Scheemakers learned his art from his father, the Antwerp sculptor Pieter Scheemaeckers the Elder. He visited Denmark where he studied for four years with the court sculptor Johann Adam Sturmberg (1683–1741). He walked to Rome where he and Laurent Delvaux studied both classical and baroque styles of sculpture before settling in London in 1716. He and Delvaux worked there with another Flemish sculptor Pieter-Denis Plumier on a funeral monument to John Sheffield, Duke of Buckingham, which they delivered in 1722 after the death of Plumier.

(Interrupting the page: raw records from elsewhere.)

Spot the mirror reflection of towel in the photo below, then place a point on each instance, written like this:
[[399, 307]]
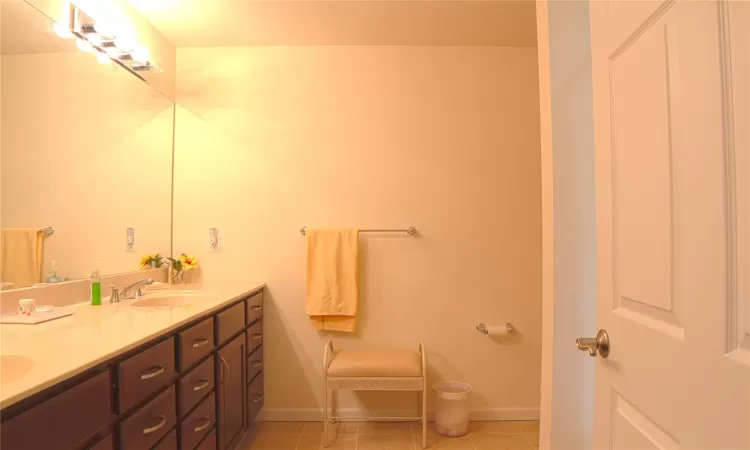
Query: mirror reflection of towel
[[332, 279], [21, 256]]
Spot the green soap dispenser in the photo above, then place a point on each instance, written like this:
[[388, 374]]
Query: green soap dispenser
[[96, 288]]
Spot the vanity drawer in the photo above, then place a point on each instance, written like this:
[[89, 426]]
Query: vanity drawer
[[254, 337], [210, 442], [169, 443], [254, 363], [255, 398], [145, 373], [195, 385], [198, 423], [56, 424], [229, 322], [254, 307], [105, 444], [195, 343], [144, 428]]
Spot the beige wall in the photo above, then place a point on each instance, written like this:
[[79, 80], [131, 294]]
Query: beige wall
[[443, 138], [569, 221], [87, 150]]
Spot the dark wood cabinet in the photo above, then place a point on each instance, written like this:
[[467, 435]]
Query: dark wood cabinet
[[196, 387], [145, 373], [149, 424], [195, 343], [198, 423], [169, 443], [209, 442], [105, 444], [66, 421], [229, 322], [231, 373]]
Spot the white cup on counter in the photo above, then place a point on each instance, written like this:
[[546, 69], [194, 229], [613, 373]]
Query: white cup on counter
[[26, 306]]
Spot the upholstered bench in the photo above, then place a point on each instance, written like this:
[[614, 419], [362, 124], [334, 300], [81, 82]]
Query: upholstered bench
[[375, 370]]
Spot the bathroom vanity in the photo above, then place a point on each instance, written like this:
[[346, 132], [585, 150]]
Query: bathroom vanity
[[198, 384]]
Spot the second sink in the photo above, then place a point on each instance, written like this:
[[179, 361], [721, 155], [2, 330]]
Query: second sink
[[164, 301]]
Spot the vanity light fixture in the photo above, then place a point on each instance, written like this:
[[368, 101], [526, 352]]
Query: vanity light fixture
[[84, 45], [62, 31], [141, 55], [110, 37], [103, 58]]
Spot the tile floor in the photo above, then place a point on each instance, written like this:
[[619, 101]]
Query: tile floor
[[392, 436]]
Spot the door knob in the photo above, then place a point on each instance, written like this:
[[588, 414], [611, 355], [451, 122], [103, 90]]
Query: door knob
[[593, 345]]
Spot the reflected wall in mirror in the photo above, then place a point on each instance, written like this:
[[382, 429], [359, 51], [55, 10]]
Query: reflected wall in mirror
[[86, 152]]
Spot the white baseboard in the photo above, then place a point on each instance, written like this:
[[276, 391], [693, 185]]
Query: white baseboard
[[316, 415]]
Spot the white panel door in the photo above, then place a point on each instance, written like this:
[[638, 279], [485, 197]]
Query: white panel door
[[671, 120]]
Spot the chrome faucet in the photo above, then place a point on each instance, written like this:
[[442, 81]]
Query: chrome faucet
[[134, 290], [114, 297]]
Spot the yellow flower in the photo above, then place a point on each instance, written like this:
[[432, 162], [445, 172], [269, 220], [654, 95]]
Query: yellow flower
[[188, 262]]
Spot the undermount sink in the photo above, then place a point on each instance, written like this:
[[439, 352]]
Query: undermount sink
[[164, 301], [14, 367]]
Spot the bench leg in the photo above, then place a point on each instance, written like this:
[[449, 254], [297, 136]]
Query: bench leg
[[325, 418]]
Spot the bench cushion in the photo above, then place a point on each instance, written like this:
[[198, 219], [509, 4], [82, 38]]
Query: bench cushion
[[375, 363]]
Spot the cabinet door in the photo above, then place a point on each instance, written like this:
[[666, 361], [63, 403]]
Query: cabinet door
[[231, 374]]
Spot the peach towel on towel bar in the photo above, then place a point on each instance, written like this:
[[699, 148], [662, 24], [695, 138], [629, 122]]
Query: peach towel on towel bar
[[21, 260], [332, 279]]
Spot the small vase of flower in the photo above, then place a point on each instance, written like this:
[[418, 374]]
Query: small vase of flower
[[182, 267], [151, 261]]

In 1723, Scheemakers and Delvaux entered into a formal partnership and set up a workshop in Millbank in Westminster. Their workshop produced many sober classical monuments and garden statuary. The partners sold their stock in the partnership and travelled to Rome in 1728. Scheemakers stayed here for two years to study both classical and contemporary masterpieces. Upon his return to England in 1730 Scheemakers restarted the Milbank workshop on his own. His ‘ideal’ classical sculptures became very popular with the landowning class and the city merchants. He moved his workshop a few times: first to Old Palace Yard in 1736 and then to Vine Street in 1740 where he was active until his retirement in 1771. He returned to Antwerp where he died at the age of 90.
Fifteen of Scheemakers’ works – monuments, figures and busts – are in Westminster Abbey; two were executed in collaboration with Delvaux: the “Hugh Chamberlen” (d. 1728, and therefore perhaps produced during his first visit to London) and “Catherine, duchess of Buckinghamshire.” He is best known for his monument to Shakespeare (1740), but as this work was designed by Kent the credit is not all Scheemakers’. In addition to these, there are the monuments to Admiral Sir Charles Wager, Vice-Admiral Watson, Lieut.-General Percy Kirk, George Lord Viscount Howe, General Monck, and Sir Henry Belasye. His busts of John Dryden (1720) and Dr Richard Mead (1754), also in the Abbey, are noted examples of his smaller works.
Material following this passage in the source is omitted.